Another proposal is the elimination of the “step-up in basis” for inherited assets. Currently, when an heir inherits an asset, its cost basis is “stepped up” to the market value at the time of death. This provision erases the taxable gain that occurred during the original owner’s life. The proposal would eliminate this for gains above an exemption amount, so the original cost basis would be used to calculate capital gains tax upon sale.

The plan also proposes changes to the estate tax, which is a tax on the transfer of a person’s assets after death. The proposal involves lowering the current estate tax exemption, which would subject more estates to the tax.

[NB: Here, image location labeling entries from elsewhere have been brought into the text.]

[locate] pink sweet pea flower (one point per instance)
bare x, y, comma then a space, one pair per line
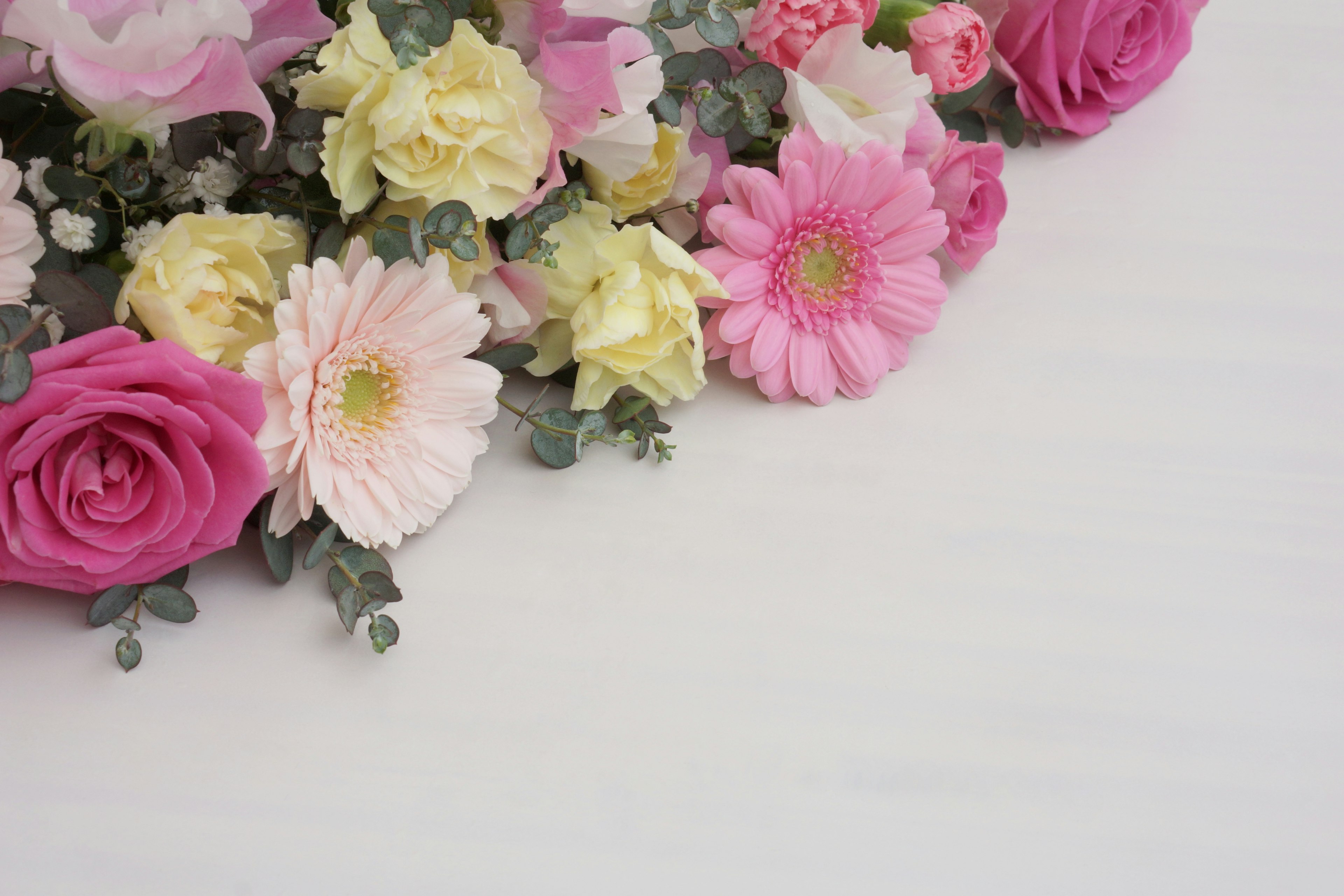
967, 187
784, 30
949, 45
143, 65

Corporate and International Tax Proposals

The tax plan proposes several changes to the taxation of corporations and business entities to ensure large corporations contribute more to federal revenues. These proposals include:

  • Increasing the corporate income tax rate from the current 21% to 28%, reversing a portion of the rate cut from the TCJA.
  • Raising the minimum tax on the “book profits” that large corporations report to shareholders from 15% to 21%. This prevents profitable companies from using deductions to pay little or no federal income tax.
  • Increasing the tax on Global Intangible Low-Taxed Income (GILTI), a provision that taxes the foreign profits of U.S. companies, and applying it on a country-by-country basis. This change discourages the offshoring of profits and jobs by multinational corporations.
  • Quadrupling the tax on stock buybacks from 1% to 4% to encourage companies to invest in their business and workers.